Works for me! Check out Crenshaw's article. It even made a hardware
body like me understand and be able to use CRCs very easily, indeed.

Will

eug...@bitsoft.msk.su

unread,

Mar 13, 1996, 3:00:00 AM3/13/96

to

Jon Buller <bul...@bnr.ca> wrote:

> ... I can do it with no table, 40 bytes of code,
> and 28 cycles. ...

My code seems to be faster. Of course, if it works ;) (I have no time to test it)
I hope it calculates x^16+x^12+x^5+1.

push ACC
xrl A,lo
mov lo,A
swap A
anl A,#0f0h
xrl A,lo
mov lo,A
swap A
anl A,#0fh
xrl A,hi
xch A,lo
mov hi,A
swap A
rr A
xrl hi,A
anl A,#0f8h
xrl lo,A
xrl hi,A
pop ACC
ret

Eugene (eug...@bitsoft.msk.su)

Dwight Elvey

unread,

Mar 14, 1996, 3:00:00 AM3/14/96

to

Hi
If one is trying to save space and still
use a table look up, one can use a nibble lookup
table instead of the byte wise one.
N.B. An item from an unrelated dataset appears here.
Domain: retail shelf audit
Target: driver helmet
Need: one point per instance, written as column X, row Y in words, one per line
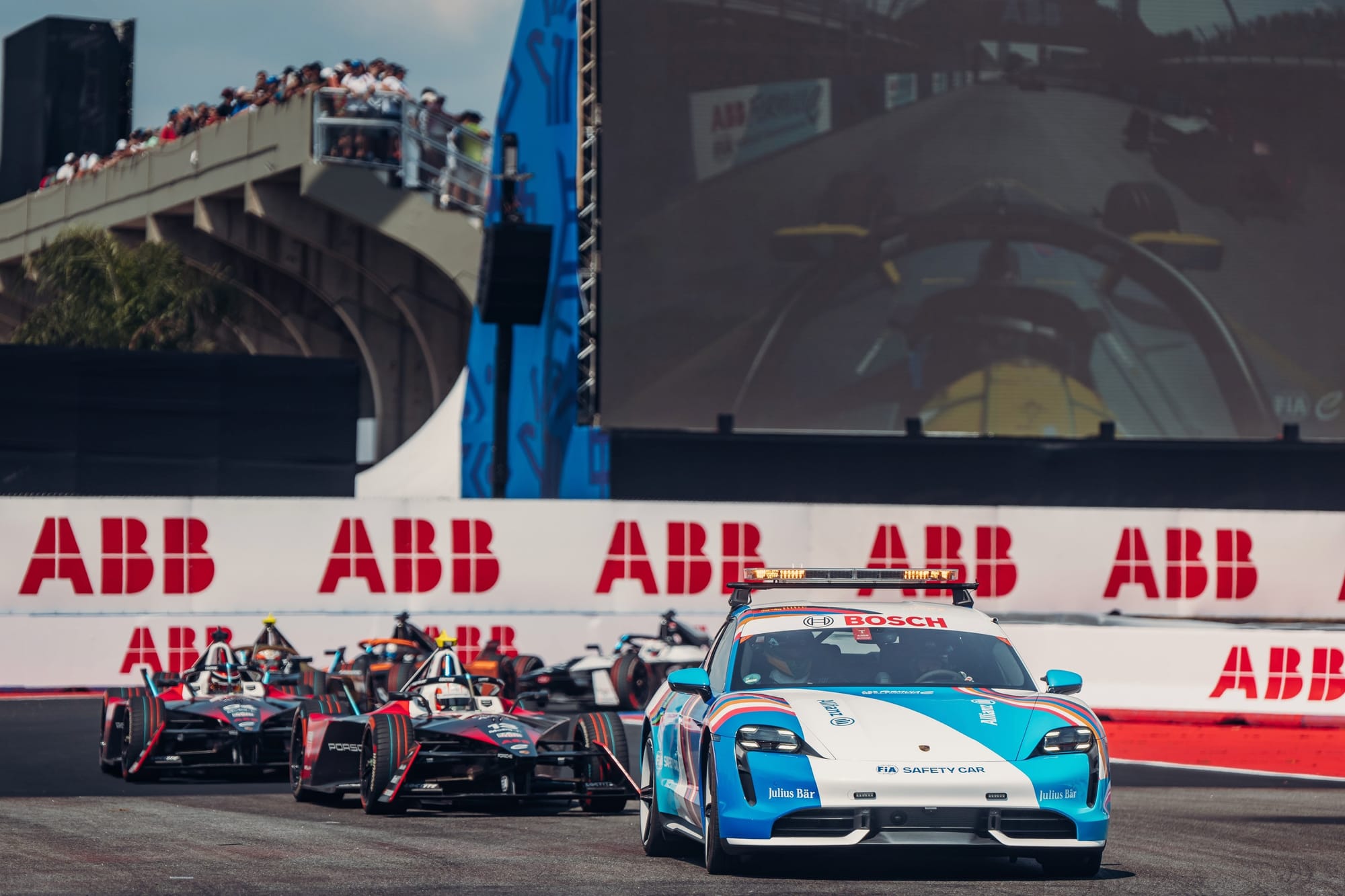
column 453, row 698
column 790, row 655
The 8051
has efficient nibble swaps so this should
be easy. To make it a little faster
one can use two tables, one for the hi input
nibble and one for the low input nibble.
This would require 2Bytes * 2^4 * 2 = 64Bytes
of tables. The extra code to do the second
lookup would still beat any code for the
simplified algorithm. It of course takes
more space.
I should make a note here as to how to
make the tables because from what I read,
many don't understand it. The tables are just
the equivilent XOR pattern that would be caused
if a specific input was given. All the CRC
algorithms have the effect of:
CRCSum = ( F(x) XOR CRCSum ) Rolled-By n
Where, F(x) is a value that is related to
the input x and the polynomial used and
n is the number of bits in x. This can also
be re-written as:
CRCSum = F'(x) XOR ( CRCSum Rolled-By n )
In each case F'(x) and F(x) are functions of
the input only and can be done with a lookup
table for any given polynomial. One can create
the XOR patterns by simply taking the 256 different
inputs, in the case of the 8 bit at a time, and
feeding them through the algorithm, with the
seed value of zero. All one has to do to determine
what value to XOR into the running sum for
a particular byte is to use the 8 bit value
as an index into the 16 bit table, fetch the
value and XOR it to the running sum and swap
the hi 8 bits with the low 8 bits of the sum
( in the case of a 16 bit crc sum ).
One can of course swap the low and hi before
doing the XOR if the table was generated to
reflect this. One can apply the same basic technic
to any sized input group. This is why I've
suggested doing two nibbles. It seems the
best compromise of speed and memory size.
( table = 64 bytes vs. 512 bytes )
Now back to the original questions. I haven't
totally figured out how the clever code by Jon Buller
works, but it looks like it takes advantage
of the fact that the polynomial x^16+x^15+x^2+1
has no terms in the range of x^7 to x^14. The
polynomial x^16+x^12+x^5+1 has the term x^12
that looks like it would destroy much chance
of making such a simple algorithm. When I figure
out Jon Buller's algorithm, I'll know better if
what I suspect is true and if a simple code
sequence as his can be applied to the polynomial
x^16+x^12+x^5+1. If so I'll publish it here for
all to use.
Dwight

Joel Estes

unread,

Mar 14, 1996, 3:00:00 AM3/14/96

to

Jon Buller <bul...@bnr.ca> wrote:
>steve.m...@ifrsys.com (Steve Meirowsky) wrote:
>>The fastest code is uses a look up table to help. I'm at home and don't
>>have the code with me. Send me Email.
>

It's been a long time since I coded CRC routines,
>but a fast version would need (as I remember) a 64Kx16 table which is the
>ENTIRE memory of the 8051.

I believe that the table necessary for the CRC is 256 bytes, plus
some for the code. (Reference CRC article in Summer 1987 issue of
C Users Journal).

Regardz(tm),

Joel Estes

Ulf Soderberg

unread,

Mar 14, 1996, 3:00:00 AM3/14/96

to

Joel Estes wrote:
> I believe that the table necessary for the CRC is 256 bytes, plus
> some for the code. (Reference CRC article in Summer 1987 issue of
> C Users Journal).

If I don't remember wrong the table is 256 16-bit words, which would be 512 bytes.

--
Ulf Soderberg System Innovation Development AB
ul...@sysinno.se http://www.sysinno.se/

Jon Buller

unread,

Mar 15, 1996, 3:00:00 AM3/15/96

to

Dwight Elvey wrote:

[stuff about using tables to do CRCs 4 bits at a time deleted]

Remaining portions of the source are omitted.